Мы не смели более его расспрашивать. Старик сел, развязал мешок и вынул оттуда куски разбитой волынки.

— Вот все, что осталось после бедного Жозе, — сказал он. — Он не мог избежать своей судьбы. Мне казалось, что я успевал смягчить в нем гордость, и оно действительно было так. Но там, где дело касалось музыки, он с каждым днем становился все спесивее и неприступнее. Может быть, это моя вина. Я хотел заставить его забыть горе и неудачи в любви, указав на то счастие, которое заключалось в его таланте. Он вкусил, по крайней мере, сладость похвал. Но чем более вкушал он их, тем сильнее становилась в нем жажда, и он продолжал играть, несмотря на боль в груди. Мы были далеко, почти у самых Морванских гор. Там обнаружилась в нем злая чахотка, и он, разбив волынку, скоро умер.

— Боже мой! — сказала Брюлета, заплакав. — Бедный Жозе! Бедный мой товарищ!.. Что-то теперь скажем мы его матери?

— Мы скажем ей, — отвечал печально старик, — чтобы она не давала своему малютке привязываться к музыке… Музыка не по силам таким людям, как мы. У нас голова кружится на той высоте, на которую она нас поднимает!

— Ах, батюшка, — вскричала Теренция, — если б и вы могли также отказаться от нее! Бог знает, каких бед она может накликать на вашу голову!

— Будь покойна, душенька, — отвечал он, — я отказался уже от нее. Я хочу жить в семействе и воспитывать ваших малюток, которые как будто бы уже прыгают у меня на коленях… Ну, детки, где же мы поселимся?

— Где вам угодно… — вскричала Теренция.

— И нашим мужьям, — прибавила Брюлета.

— Где угодно моей жене, — сказал я.

— Где вам всем угодно, — сказал Гюриель в свою очередь.
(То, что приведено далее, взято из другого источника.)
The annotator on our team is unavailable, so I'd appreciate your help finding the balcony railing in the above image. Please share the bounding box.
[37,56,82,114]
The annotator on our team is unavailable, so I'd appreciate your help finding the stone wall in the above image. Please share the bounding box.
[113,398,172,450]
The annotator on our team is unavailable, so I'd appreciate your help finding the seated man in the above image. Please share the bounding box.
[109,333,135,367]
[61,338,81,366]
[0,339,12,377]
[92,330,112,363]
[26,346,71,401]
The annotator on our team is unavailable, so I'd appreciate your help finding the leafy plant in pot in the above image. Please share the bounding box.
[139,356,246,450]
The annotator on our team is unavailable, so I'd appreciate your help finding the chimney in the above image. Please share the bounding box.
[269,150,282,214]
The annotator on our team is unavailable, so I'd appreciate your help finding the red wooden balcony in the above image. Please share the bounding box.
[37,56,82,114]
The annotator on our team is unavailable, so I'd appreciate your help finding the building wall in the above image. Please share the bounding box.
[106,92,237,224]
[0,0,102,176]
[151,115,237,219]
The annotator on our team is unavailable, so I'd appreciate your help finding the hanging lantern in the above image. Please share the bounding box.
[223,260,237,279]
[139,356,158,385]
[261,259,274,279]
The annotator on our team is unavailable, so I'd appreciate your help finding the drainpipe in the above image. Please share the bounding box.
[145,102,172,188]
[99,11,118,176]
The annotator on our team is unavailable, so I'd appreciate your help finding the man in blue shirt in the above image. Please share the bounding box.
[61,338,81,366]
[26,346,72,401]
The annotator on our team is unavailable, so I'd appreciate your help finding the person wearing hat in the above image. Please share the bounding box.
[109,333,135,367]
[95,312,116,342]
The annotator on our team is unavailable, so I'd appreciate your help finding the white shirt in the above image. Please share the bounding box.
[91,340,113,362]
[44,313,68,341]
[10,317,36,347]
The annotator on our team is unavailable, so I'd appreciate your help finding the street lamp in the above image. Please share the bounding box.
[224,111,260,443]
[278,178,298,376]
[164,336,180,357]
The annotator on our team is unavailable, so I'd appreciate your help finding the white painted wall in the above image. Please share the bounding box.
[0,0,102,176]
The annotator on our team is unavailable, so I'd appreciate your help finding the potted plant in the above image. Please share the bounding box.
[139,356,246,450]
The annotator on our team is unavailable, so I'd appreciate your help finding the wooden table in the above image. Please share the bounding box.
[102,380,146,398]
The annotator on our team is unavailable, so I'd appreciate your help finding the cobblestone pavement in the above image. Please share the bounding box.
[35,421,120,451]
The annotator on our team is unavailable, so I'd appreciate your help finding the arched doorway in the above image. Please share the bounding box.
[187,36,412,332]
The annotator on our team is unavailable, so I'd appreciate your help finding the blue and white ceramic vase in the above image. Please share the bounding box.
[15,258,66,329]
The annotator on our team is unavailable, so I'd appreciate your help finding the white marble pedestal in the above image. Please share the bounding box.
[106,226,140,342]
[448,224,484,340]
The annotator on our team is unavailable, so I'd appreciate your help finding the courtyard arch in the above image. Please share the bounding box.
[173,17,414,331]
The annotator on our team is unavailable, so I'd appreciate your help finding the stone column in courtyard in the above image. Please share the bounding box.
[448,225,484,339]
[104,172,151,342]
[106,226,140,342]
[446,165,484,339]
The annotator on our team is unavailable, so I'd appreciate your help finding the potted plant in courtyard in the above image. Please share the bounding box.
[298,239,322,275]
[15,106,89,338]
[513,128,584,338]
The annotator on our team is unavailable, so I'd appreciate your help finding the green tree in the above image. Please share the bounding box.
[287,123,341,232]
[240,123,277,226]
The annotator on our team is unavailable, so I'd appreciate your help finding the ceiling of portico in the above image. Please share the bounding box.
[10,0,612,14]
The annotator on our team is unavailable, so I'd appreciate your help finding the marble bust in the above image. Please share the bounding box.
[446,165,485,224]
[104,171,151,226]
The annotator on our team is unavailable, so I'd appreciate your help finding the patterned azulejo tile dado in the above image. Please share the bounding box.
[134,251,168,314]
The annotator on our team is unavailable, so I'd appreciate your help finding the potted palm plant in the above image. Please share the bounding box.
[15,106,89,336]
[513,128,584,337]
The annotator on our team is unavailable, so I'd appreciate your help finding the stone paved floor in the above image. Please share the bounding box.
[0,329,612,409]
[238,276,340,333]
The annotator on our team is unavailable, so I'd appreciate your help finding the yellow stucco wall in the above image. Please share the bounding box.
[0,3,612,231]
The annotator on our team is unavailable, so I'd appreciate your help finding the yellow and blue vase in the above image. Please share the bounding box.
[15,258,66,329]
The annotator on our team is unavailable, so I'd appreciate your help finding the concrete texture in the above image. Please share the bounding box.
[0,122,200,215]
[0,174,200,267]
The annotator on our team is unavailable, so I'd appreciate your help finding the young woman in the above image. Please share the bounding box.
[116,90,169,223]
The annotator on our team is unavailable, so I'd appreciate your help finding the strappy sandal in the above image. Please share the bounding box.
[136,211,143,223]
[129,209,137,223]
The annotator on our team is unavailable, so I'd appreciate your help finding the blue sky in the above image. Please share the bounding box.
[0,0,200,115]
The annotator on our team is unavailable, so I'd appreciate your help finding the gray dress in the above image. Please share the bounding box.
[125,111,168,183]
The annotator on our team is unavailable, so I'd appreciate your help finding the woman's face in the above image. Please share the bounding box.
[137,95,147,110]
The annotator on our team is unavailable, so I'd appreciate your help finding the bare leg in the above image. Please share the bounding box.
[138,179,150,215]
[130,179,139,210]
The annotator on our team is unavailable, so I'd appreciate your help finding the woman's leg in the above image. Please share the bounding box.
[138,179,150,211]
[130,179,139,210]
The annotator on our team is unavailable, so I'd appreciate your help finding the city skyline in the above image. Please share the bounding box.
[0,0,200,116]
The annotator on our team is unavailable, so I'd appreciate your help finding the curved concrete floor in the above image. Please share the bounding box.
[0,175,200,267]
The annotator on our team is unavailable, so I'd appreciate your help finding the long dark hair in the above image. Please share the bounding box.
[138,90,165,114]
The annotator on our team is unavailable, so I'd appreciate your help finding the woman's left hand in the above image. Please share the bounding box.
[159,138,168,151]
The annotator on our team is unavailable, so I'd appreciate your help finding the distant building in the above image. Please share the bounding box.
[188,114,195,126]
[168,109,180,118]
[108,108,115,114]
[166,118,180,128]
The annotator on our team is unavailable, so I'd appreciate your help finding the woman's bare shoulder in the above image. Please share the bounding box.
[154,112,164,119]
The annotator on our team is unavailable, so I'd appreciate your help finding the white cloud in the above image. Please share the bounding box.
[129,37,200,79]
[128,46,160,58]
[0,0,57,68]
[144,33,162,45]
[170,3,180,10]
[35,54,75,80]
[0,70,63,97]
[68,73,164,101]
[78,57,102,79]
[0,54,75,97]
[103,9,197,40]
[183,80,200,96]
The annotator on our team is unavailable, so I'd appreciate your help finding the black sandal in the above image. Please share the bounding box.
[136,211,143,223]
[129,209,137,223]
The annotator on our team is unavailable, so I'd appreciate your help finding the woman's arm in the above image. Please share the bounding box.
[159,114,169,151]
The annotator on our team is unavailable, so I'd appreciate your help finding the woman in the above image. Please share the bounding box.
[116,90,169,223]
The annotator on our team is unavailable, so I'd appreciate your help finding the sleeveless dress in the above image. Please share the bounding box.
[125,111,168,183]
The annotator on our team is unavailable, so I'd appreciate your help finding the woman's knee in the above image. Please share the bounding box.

— И прекрасно! — продолжал старик Бастьен. — Так как я знал ваши привычки и ваши средства, и притом принес вам еще немножко денег, то расчел на дороге, что вам всем немудрено угодить. Если хочешь, чтобы персик созрел, то не вынимай ядра, говорит пословица. Ядро — земля, которой владеет Тьенне. Мы окружим эту землю и построим дом, где всем нам будет место. Я охотно буду сеять пшеницу и не стану больше рубить деревья, буду сочинять песенки на старинный лад, сидя по вечерам у дверей, посреди своих, и не стану больше ходить пить чужое вино и возбуждать зависть да ревность. Гюриель любит странствовать; жена его, кажется, теперь также не прочь. Вот они и будут путешествовать вместе и заниматься разными предприятиями такого сорта, как была, например, рубка Шассенского леса, где вы, я вижу, порядком поработали. Лето они станут проводить в лесу, а если их будут стеснять ребятишки, то у Теренции, слава Богу, достаточно силы и души, чтоб управиться с двумя гнездышками. И каждую осень мы будем сходиться вместе, до тех пор, пока Гюриель, закрыв мне глаза и вдоволь побродив по свету, почувствует, наконец, потребность отдыхать круглый год, как я теперь ее чувствую.

Все устроилось так, как советовал и предполагал старик Бастьен. Господь Бог благословил нас за наше послушание, и так как человеческая жизнь не что иное, как смесь печалей и радостей, то бедная Маритон часто приходила к нам поплакать, а добрые соседи — посмеяться.